Energy

April 9, 2013

NNPC approves all our costs – OPTS

By MICHAEL EBOH

Oil majors under the aegis of the Oil Producers Trade Section, OPTS, of the Lagos Chamber of Commerce and Industry, LCCI, have denied claims that they arbitrary fix costs for their projects and deduct the value of the cost from earnings before profits are shared, under the Production Sharing Contract, without any input from the Federal Government.

Speaking during a visit to Vanguard Newspapers Headquarters last week, the oil majors insisted that all their projects, costs, contracts award and a host of others are vetted by the Nigerian National Petroleum Corporation, NNPC, and its subsidiary, National Petroleum Investments Management Services, NAPIMS .

According to the OPTS members, led by Mrs Lola Delano, before the Invitation for Tender or Bids are advertised, they are taken to the NNPC, which vets them and make inputs.

“In the area of costing, when we draw up our costs, the NNPC goes through them, striking out the ones it wants before a final cost is arrived at. In the area of contract awards also, the Nigerian Content Board, then a department in the NNPC, goes through the process with the oil majors to determine if Nigerian companies have the capacity to undertake such projects. It is when they are satisfied that no local company can carry out the project that we are allowed to award it to foreign firms,” they said.

In the past, the oil majors were allowed 100 percent cost recovery from projects before profits were shared, until with the advent of rising project costs, sometimes, considers outrageous, to review cost recovery downwards to about 90 percent.

The operators attributed the rising costs to exchange rate, cost of funds and oil prices at the international oil market and a host of others.

Besides, they noted that some of the projects, especially community related ones, which they felt necessary in other to progress with their operations, but which were not approved by the NNPC, were ultimately not approved for recovery and were therefore, solely borne by the operators.

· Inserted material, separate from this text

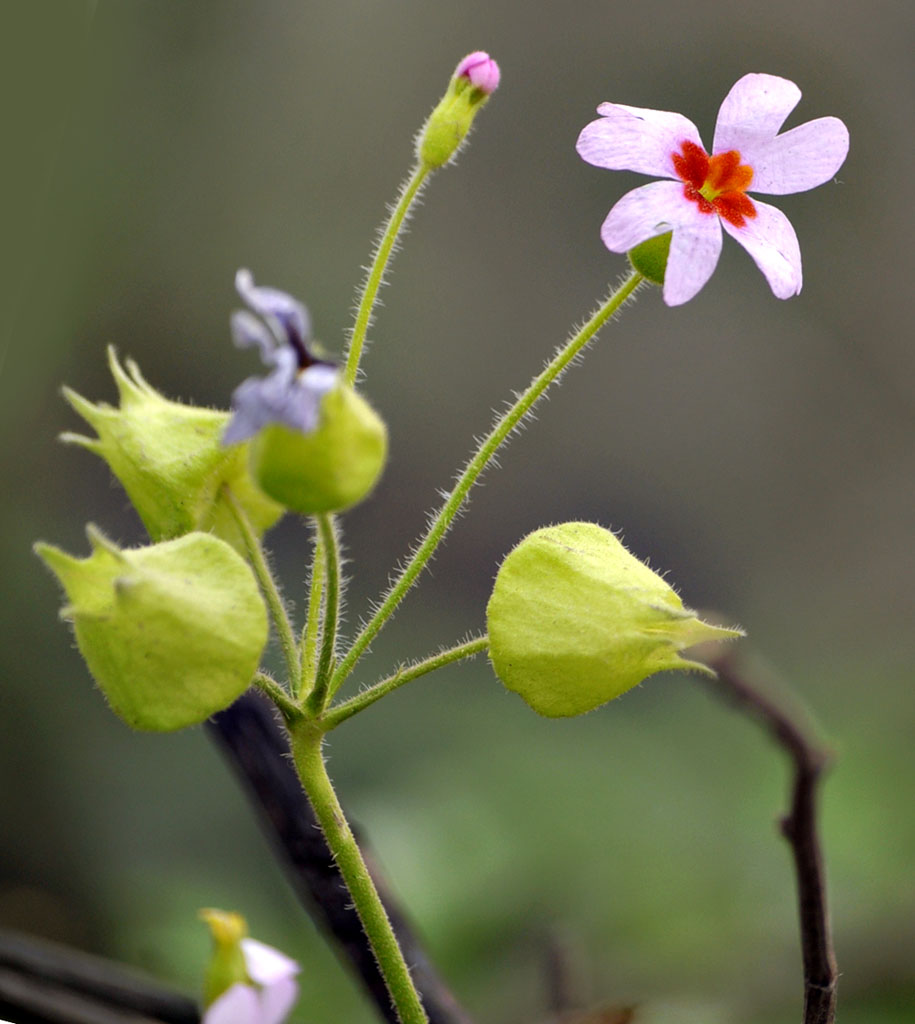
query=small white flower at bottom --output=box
[202,939,299,1024]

“We have many of such costs classified as Category D. Once they (NNPC) looked at the costs and they see those for projects that were not approved, they simply cross it out. No amount of argument will convince them to approve for us to recover the costs as long as they did not give the initial approval. So in the end, we bear all such costs alone,” they bemoaned.

We can’t build refineries

Explaining their inability to build refineries in Nigeria, despite their long years of exploration in the country as well as government’s directive for them to refine half of their production output in-country to stem fuel shortages, the oil majors defended that this will not be economically wise under a regulated policy.

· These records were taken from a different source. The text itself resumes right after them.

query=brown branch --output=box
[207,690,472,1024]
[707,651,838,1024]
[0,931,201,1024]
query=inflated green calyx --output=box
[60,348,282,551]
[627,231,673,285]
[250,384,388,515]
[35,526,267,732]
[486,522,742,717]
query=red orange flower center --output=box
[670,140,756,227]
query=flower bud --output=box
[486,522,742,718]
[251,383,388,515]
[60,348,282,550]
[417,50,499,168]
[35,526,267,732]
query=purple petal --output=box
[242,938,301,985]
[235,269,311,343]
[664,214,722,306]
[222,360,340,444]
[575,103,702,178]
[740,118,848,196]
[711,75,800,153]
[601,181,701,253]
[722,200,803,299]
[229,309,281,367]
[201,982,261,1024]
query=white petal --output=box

According to them, regulation, characterised by oil subsidy, is not cost effective, adding that the International Oil Companies, IOCs, operating in Nigeria are mainly exploration and production companies, which do not engage in refining activities.

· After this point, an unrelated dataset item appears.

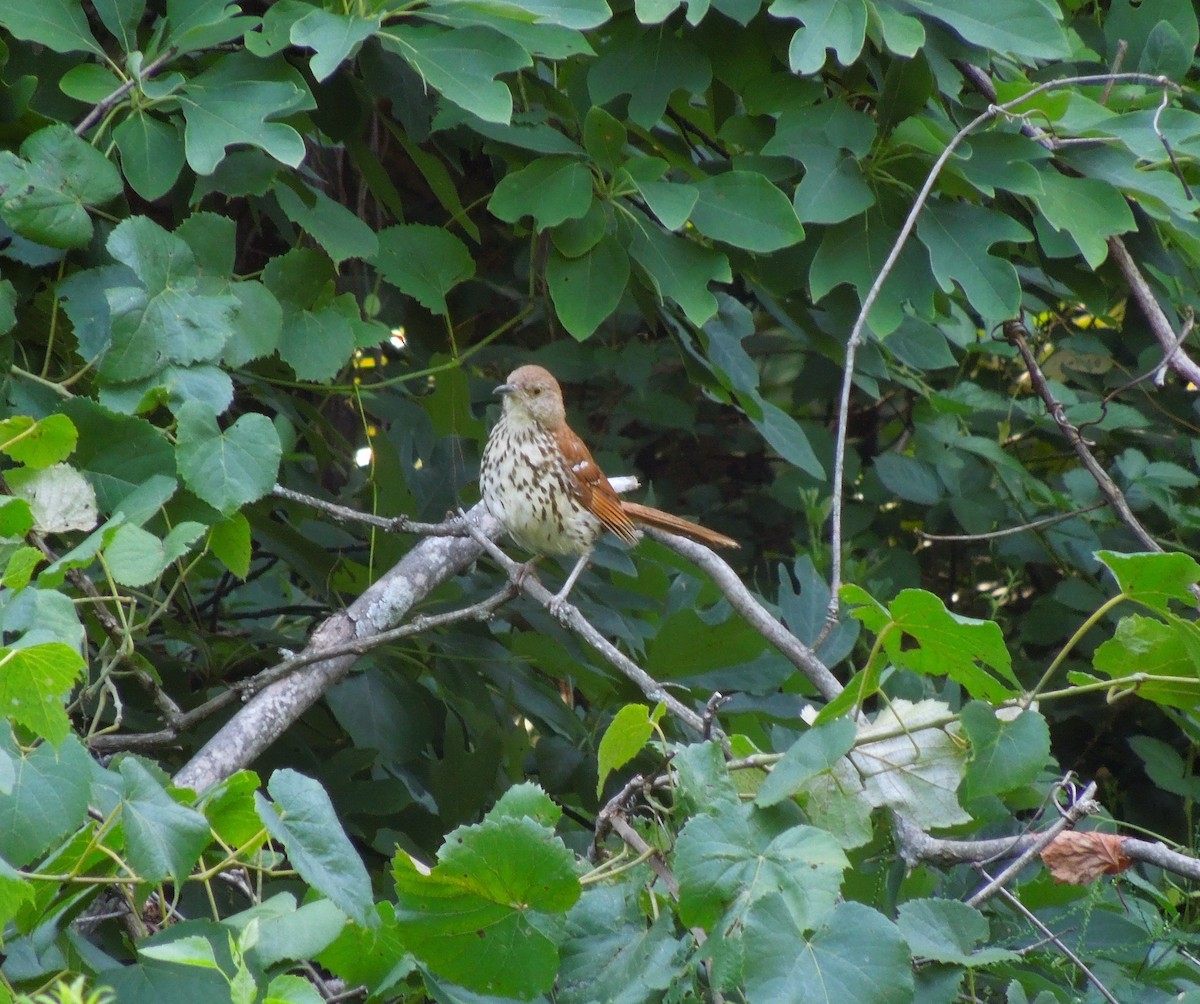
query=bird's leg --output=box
[546,551,592,620]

They said, “The IOCs in Nigeria are mainly exploration and production companies, and these subsidiaries do not have the capacity to venture into building refineries. In some countries, the IOCs only have their refining subsidiaries and do not venture into oil exploration and production.

Blames FG for gas flaring

With regard to the continuous flaring of gas the oil IOCs maintained that the Federal Government was partly to blame for this by not meeting their part of the obligations.

They said, “We are in Joint Venture, JV partnership with government, as government owns majority stakes in the companies involved in gas flaring. But there are no infrastructures put in place to gather the gas. Besides, government cannot also meet up with its counterpart funding or cash calls for these projects, and so we cannot do it alone.”

They further stated that for gas flaring to end, government must provide the necessary infrastructure needed to contain it, adding that at present, they can only stop flaring if they shut down production, which has its own economic implications.